The encrypted answers serve another function here. They prevent the benchmark from being gradually absorbed into training data as a side effect of wide circulation. Years from now, when different researchers test new systems, they can still use these same ten problems with some confidence that the answers haven't already leaked into the models they're testing. The benchmark remains a stable reference point.
This echoes the broader challenge in AI evaluation: how do you measure progress honestly when the things you measure become part of what you train on? Encryption isn't a complete solution, but it's a practical one that other researchers can adopt and adapt.
The deeper question
Underneath this entire project is a recognition that AI evaluation has a credibility problem. When benchmarks are public and static, when they're built from published historical artifacts, when training data scales to encompass most of the internet, the traditional relationship between test and training breaks down. You can't evaluate whether an AI system can solve novel problems by testing it on published problems, because the published problems are no longer novel. They're part of the training data.

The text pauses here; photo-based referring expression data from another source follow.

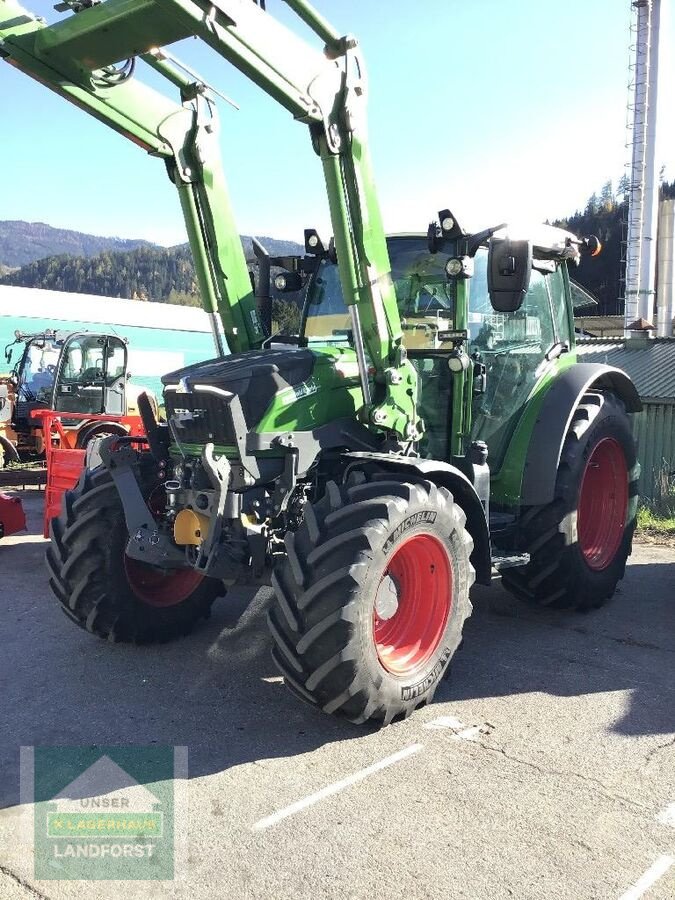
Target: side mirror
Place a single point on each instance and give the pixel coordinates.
(287, 282)
(509, 270)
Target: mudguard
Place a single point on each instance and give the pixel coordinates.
(555, 416)
(450, 477)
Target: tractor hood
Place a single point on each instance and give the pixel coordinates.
(280, 389)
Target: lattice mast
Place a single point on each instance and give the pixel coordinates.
(643, 185)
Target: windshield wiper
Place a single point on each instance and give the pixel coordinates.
(557, 350)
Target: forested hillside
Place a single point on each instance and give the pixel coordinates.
(136, 269)
(146, 273)
(24, 242)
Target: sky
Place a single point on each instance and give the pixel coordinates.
(498, 110)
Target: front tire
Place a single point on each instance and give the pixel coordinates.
(103, 590)
(371, 598)
(579, 544)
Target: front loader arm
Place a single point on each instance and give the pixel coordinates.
(326, 89)
(184, 135)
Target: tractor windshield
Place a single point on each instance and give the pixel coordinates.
(92, 375)
(424, 294)
(37, 370)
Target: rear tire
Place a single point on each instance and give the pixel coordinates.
(104, 591)
(579, 544)
(371, 598)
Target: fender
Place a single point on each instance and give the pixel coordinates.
(450, 477)
(552, 423)
(90, 430)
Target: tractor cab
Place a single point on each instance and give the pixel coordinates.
(79, 373)
(82, 373)
(478, 356)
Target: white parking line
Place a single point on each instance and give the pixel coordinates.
(667, 816)
(446, 722)
(650, 877)
(334, 788)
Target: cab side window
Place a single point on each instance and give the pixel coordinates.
(512, 346)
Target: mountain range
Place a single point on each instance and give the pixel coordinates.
(36, 255)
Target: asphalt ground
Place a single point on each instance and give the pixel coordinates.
(545, 768)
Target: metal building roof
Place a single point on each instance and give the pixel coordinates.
(650, 363)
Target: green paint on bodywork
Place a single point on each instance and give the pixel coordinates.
(507, 483)
(332, 392)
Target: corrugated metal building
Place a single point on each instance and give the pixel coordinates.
(651, 365)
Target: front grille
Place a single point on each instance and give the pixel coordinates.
(211, 420)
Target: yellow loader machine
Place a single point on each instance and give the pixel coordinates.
(428, 425)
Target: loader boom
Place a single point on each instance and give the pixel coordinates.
(326, 89)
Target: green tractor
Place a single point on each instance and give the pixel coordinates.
(429, 425)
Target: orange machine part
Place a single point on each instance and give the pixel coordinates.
(65, 463)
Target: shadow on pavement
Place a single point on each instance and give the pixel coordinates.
(629, 644)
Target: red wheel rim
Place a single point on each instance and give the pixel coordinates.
(157, 587)
(421, 572)
(603, 504)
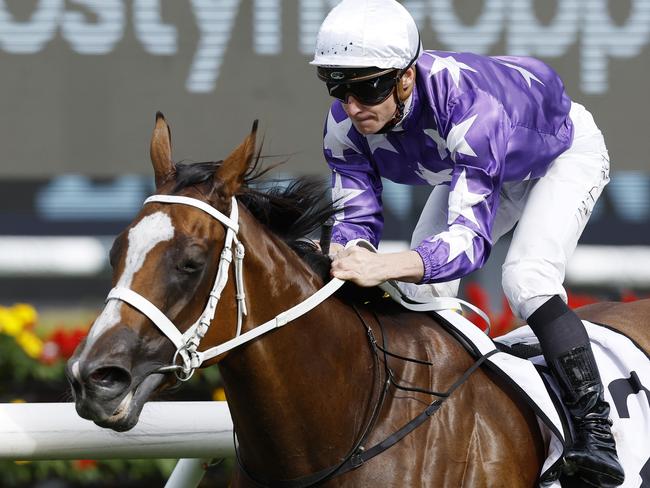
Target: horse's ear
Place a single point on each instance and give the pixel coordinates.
(161, 150)
(230, 175)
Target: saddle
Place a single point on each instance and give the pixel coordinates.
(517, 358)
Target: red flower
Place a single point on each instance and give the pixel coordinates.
(84, 464)
(67, 340)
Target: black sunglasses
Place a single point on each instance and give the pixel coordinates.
(368, 92)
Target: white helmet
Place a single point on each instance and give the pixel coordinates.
(367, 33)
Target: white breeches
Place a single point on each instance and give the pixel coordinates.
(551, 212)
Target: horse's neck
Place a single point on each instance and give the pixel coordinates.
(280, 388)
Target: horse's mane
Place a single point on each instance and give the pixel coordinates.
(294, 210)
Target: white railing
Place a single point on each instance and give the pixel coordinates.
(193, 431)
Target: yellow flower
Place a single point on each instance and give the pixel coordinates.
(219, 395)
(9, 323)
(30, 343)
(25, 312)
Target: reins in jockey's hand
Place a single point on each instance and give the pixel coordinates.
(187, 343)
(326, 235)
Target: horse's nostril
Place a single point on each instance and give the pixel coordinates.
(110, 378)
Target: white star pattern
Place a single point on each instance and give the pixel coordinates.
(461, 201)
(460, 240)
(340, 195)
(440, 142)
(456, 142)
(523, 72)
(380, 141)
(450, 64)
(432, 177)
(336, 137)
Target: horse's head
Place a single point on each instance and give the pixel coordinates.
(164, 266)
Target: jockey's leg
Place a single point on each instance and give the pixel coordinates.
(555, 214)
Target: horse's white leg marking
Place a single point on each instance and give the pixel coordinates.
(151, 230)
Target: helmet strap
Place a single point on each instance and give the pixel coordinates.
(401, 95)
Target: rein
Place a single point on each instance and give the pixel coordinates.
(358, 455)
(187, 343)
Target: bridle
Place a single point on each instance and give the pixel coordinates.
(187, 343)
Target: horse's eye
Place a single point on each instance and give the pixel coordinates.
(190, 266)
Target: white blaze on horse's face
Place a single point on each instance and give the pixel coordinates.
(151, 230)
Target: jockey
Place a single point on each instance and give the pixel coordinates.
(501, 143)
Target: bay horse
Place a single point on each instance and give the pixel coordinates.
(310, 396)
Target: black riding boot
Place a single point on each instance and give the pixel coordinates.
(567, 350)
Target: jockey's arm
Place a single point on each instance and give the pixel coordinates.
(366, 268)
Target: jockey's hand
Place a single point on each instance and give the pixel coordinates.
(366, 268)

This paper offers one clean way forward: create benchmarks that emerge from ongoing research, encrypt the answers to prevent data leakage, and let them serve as stable reference points as the field evolves. It's a small move methodologically, but it addresses a real gap in how we currently think about measuring AI progress.
The value isn't in the specific ten problems or in whoever tests them first. The value is in having a shared instrument for asking the question year after year, watching how the answers change, maintaining the integrity of the signal even as everything else around it shifts. That's how you build honest measures of progress in a field moving as fast as this one.